Background: Numerous studies have investigated the association that exists between genetic variants and the efficacy profile of biologic therapies for the management of psoriasis. However, as far as we know, data on this association for brodalumab are lacking in the currently available scientific literature.

Objectives: To analyze the association of 180 polymorphisms with an optimal response to brodalumab in real-world clinical practice. Methods. A total of 119 patients with plaque psoriasis on a 24-regimen of brodalumab recruited from 11 Spanish hospitals were genotyped for 180 polymorphisms. Optimal response was evaluated as absolute (PASI) ≤ 1 at 6 and 12 months. Polymorphisms with false discovery rates < 0.25 were included in a multiple regression model.

Results: A total of 68% and 62% of patients achieved PASI ≤ 1 at 6 and 12 months, respectively. Patient weight, history of biological therapy, disease-modifying anti-rheumatic drugs, and psoriatic arthritis were identified as risk factors for failing to achieve PASI ≤1. At 12 months, polymorphisms rs495337 (SPATA2), rs6311 (HTR2A), and rs4085613 (LCE3D) were associated with achieving a PASI ≤1 regardless of previous use of biologics and DMARDs, psoriatic arthritis, or weight. The genotypes CT-TT for rs6311 (HTR2A) and GT for rs4085613 (LCE3D) were identified as risk factors for lack of optimal response at 12 months, while genotypes AG-AA for rs495337 (SPATA2) increase the probability of response. No polymorphism was associated to brodalumab response at 6 months.

Conclusions: This study identified genetic variations associated with the ability to achieve an optimal response to brodalumab, providing potential insights into its efficacy profile for treating plaque psoriasis.

Antecedentes: No existen estudios sobre el uso de polimorfismos en psoriasis para predecir la respuesta a brodalumab.
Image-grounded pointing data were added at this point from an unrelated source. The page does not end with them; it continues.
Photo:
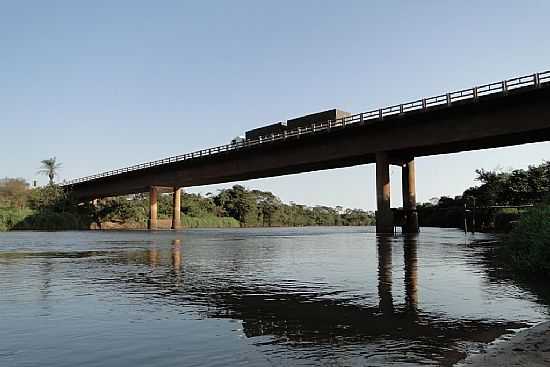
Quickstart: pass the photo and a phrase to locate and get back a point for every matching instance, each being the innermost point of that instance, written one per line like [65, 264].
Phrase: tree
[50, 168]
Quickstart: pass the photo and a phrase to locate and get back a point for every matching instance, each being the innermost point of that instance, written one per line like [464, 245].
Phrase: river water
[260, 297]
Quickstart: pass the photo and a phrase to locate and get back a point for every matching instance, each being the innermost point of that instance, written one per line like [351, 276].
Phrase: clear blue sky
[106, 84]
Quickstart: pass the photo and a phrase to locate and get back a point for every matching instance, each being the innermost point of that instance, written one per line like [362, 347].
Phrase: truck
[298, 122]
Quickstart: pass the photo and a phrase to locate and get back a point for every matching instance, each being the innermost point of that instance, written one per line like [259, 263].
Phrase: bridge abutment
[153, 207]
[384, 215]
[176, 208]
[408, 181]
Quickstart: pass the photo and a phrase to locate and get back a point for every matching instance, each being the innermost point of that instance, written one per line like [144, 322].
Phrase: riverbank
[529, 347]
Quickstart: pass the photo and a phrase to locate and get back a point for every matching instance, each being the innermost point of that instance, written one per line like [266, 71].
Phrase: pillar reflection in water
[411, 272]
[154, 255]
[176, 255]
[384, 249]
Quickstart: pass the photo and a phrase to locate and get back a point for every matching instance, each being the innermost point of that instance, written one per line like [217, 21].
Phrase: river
[261, 297]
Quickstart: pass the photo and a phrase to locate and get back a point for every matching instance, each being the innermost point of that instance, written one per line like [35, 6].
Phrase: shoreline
[530, 347]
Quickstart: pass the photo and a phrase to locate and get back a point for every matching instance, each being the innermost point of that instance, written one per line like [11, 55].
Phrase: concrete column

Objetivos: Analizar la relación de 180 polimorfismos con una respuesta óptima a brodalumab en la práctica clínica real. Métodos: Se incluyeron pacientes con psoriasis en placas tratados con brodalumab durante al menos 24 semanas. Se genotiparon 180 polimorfismos de genes relacionados con la inmunopatogenia de la psoriasis. La respuesta óptima (PASI absoluto ≤1) al tratamiento se evaluó a los 6 y 12 meses. En el análisis multivariante se incluyeron los polimorfismos con False Discovery Rate ≤0.25.

Resultados: El estudio incluyó 119 pacientes, 68% y 62% alcanzaron un PASI ≤1 a los 6 y 12 meses, respectivamente. Se identificaron como factores de riesgo para no lograr un PASI ≤1: el uso previo de biológicos y fármacos antirreumáticos modificadores de la enfermedad (DMARDs), diagnóstico de artritis psoriásica y el peso. El análisis de asociación a los 12 meses reveló que los polimorfismos rs495337 (SPATA), rs6311 (HTR2A) y rs4085613 (LCE3D) se asocian con alcanzar un PASI ≤1 independientemente del uso previo de biológicos, artritis psoriásica o el peso. Los genotipos CT-TT para rs6311 y GT para rs4085613 fueron identificados como factores de riesgo para no alcanzar PASI ≤1, mientras que AG-AA para rs495337 aumentaron la probabilidad de lograr respuesta óptima. Ningún polimorfismo se asoció con la respuesta a los 6 meses.

Conclusiones: Este estudio identificó variaciones genéticas que podrían predecir la respuesta a brodalumab, permitiendo optimizar su uso en el tratamiento de la psoriasis.